We often take for granted the notion that some people are insiders, while others are outsiders. But such a notion is a social contrivance, that, like virtually every public construct, is a legacy of a primordial and tribal mentality.
- Jamake Highwater


----------



## drhr (Mar 14, 2011)

insaneguy88 said:


> some debate and think it's only for the "in the know". Imho, I don't see it. it certainly isn't at the same level as far as haute horology as some others,* but if you had 10-15k budget, r u honestly gonna splurge on fp journe, when you, yourself can get something either, brand new, or mint pre-owned pp, breguet, ap, vc, jlc, als? to each his own... just saying*.


Dunno (and really don't care)'bout the high-end-ness but I've done the splurge on other brands like ochs und junior, Hentschel, Zeitwinkel, etc all the while passing on those you mention. You are correct, to each his own . . .


----------



## AbuKalb93 (Dec 17, 2012)

Im still not sure if this is a troll thread (i wont say it is) but for now, im just going to mention that as far as i know...$10k-$15k wont even get you a pre-owned FPJ. So yea...

I agree, to each their own


----------



## insaneguy88 (Mar 9, 2014)

tony20009 said:


> Just saying: And so you have....
> 
> "In the Know"Who's made that argument?​




Talking Watches With J.J. Redick - YouTube​


----------



## tony20009 (Sep 25, 2013)

insaneguy88 said:


> Talking Watches With J.J. Redick - YouTube[/INDENT]


Okay. I watched the video. It was a nice enough one to watch.

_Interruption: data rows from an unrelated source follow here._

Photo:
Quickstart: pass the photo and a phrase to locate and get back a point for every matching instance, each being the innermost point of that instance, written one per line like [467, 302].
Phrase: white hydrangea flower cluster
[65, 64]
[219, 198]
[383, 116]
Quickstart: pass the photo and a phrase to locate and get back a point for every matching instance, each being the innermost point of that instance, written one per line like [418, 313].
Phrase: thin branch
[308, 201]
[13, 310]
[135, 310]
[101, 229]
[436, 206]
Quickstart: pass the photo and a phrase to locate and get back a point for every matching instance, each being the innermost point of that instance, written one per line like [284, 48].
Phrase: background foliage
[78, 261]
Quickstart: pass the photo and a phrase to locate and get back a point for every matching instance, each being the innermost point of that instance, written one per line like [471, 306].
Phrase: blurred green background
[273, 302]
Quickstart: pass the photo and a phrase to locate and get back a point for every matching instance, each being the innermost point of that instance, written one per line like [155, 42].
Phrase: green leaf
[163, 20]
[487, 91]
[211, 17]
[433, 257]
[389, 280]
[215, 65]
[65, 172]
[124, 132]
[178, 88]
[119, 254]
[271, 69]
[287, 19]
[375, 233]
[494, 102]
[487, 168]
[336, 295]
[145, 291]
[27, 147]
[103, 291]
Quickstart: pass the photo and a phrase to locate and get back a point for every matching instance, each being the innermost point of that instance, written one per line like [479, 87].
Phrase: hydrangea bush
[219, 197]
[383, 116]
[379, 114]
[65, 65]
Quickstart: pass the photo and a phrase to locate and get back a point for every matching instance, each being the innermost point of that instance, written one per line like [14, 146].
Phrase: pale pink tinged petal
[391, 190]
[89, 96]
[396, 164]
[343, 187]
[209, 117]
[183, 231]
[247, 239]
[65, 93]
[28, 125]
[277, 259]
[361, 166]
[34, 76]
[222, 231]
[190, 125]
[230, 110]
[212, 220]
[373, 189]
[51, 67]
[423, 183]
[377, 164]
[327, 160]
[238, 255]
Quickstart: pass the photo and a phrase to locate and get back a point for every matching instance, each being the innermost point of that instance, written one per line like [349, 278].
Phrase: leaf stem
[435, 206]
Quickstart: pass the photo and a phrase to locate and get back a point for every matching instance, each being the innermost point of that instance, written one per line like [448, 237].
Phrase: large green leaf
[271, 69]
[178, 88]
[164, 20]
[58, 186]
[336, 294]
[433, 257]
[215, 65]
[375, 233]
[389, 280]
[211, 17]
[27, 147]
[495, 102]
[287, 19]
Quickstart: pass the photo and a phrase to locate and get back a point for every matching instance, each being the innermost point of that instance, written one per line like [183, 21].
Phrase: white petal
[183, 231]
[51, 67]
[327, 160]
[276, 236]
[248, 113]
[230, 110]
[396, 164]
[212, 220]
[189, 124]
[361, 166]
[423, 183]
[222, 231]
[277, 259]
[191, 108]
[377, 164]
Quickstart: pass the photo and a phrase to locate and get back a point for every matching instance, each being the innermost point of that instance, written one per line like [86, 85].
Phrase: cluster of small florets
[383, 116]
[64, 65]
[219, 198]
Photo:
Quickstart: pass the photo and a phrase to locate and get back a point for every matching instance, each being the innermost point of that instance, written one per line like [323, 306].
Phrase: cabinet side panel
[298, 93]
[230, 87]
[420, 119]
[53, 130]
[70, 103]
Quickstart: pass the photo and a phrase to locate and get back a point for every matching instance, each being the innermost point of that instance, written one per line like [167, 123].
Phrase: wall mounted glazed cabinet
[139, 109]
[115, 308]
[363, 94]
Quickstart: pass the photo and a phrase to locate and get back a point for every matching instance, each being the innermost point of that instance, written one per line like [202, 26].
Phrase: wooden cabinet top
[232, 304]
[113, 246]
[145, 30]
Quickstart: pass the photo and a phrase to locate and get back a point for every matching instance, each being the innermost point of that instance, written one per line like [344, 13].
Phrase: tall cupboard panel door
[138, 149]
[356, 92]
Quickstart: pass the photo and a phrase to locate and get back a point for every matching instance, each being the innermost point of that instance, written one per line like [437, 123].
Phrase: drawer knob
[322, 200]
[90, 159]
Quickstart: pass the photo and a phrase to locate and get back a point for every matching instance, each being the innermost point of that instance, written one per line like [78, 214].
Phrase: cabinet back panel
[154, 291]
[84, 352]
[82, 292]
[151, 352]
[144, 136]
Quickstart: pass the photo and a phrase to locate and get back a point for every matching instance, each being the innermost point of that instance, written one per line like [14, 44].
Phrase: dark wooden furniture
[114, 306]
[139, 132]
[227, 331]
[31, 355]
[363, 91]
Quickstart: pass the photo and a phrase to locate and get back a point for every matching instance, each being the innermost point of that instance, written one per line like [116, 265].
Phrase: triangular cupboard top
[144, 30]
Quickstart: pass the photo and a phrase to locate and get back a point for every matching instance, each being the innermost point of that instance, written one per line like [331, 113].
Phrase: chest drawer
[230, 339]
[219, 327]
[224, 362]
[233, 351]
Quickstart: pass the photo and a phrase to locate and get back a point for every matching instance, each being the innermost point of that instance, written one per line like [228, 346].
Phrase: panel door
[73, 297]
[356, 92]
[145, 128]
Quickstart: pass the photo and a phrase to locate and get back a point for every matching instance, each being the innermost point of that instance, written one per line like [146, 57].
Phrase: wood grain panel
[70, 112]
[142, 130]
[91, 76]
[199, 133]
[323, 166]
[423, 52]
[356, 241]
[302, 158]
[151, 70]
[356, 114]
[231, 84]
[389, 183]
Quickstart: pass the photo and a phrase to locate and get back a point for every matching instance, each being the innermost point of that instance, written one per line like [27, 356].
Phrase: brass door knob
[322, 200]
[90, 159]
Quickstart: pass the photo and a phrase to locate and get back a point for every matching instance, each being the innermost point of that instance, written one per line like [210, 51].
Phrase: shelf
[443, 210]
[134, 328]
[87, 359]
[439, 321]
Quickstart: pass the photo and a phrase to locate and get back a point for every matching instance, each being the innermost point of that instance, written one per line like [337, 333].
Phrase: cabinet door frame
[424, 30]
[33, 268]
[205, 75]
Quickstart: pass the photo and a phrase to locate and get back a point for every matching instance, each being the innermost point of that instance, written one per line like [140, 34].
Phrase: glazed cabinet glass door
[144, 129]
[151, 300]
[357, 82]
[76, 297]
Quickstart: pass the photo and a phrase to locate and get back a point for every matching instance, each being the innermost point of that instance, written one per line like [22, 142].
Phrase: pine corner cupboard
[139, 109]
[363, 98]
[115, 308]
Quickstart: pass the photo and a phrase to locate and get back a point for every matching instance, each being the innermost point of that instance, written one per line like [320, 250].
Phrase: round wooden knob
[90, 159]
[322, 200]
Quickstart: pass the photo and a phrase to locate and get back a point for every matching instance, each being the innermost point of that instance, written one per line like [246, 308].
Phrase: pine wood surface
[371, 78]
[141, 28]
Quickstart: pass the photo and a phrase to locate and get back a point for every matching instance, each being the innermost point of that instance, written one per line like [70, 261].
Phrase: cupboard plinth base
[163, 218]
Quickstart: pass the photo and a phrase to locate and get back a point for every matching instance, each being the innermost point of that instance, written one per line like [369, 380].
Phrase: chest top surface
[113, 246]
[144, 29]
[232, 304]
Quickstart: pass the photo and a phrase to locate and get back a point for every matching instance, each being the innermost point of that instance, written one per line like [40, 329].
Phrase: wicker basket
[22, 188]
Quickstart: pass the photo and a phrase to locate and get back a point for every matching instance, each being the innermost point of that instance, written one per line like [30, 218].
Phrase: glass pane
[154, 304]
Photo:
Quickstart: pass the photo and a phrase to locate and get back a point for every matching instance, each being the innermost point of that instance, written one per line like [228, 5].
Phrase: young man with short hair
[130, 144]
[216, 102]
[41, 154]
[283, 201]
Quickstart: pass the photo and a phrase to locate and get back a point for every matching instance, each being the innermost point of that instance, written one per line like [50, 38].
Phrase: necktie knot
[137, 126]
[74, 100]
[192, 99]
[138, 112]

I heard Clymer mention that FPJ is a watch that not just anyone is going to get. I also understand the context for that statement:

Not many pieces made annually...something like ~400 for the CB that JJ has.
FPJ hasn't produced a print ad in ages
Limited distribution: there just aren't that many cities that have a watch store that sells FPJ

The fact remains that if some well funded person wanders into a boutique that does have FPJ, they may well buy one; there's a lot to like about an FPJ. It's unlikely that, not being especially into watches, that same person would have walked in asking for an FPJ. Moreover, a good salesperson is more than capable of building interest in one -- and the watch is quite capable of holding a person interest -- if s/he has a wealthy customer there asking for input.

I can't see Mr. Clymer's comment as being any more than a reflection of those facts.

All the best.

"Is everyone who lives in Ignorance like you?" asked Milo. 
"Much worse," he said longingly. "But I don't live here. I'm from a place very far away called Context."
- Norton Juster, _The Phantom Tollbooth _

PS
That book -- _The Phantom Tollbooth _-- brings back many fond memories of days of fun an frolic as a kid in school. The specific quote didn't resonate much for me in the second grade when we had to read that book, but I loved the story overall.
- T


----------



## mpalmer (Dec 30, 2011)

Clearly high end and haute horlogerie. It's not something that some rich guy just picks up, if you don't know high end watches would you even have heard of FP Journe? Who would even own one of these that wasn't WIS?? I suppose one could be gifted to you… (now wouldn't that be nice!!) ;-)


----------



## AbuKalb93 (Dec 17, 2012)

tony20009 said:


> Not many pieces made annually...something like ~400 for the CB that JJ has.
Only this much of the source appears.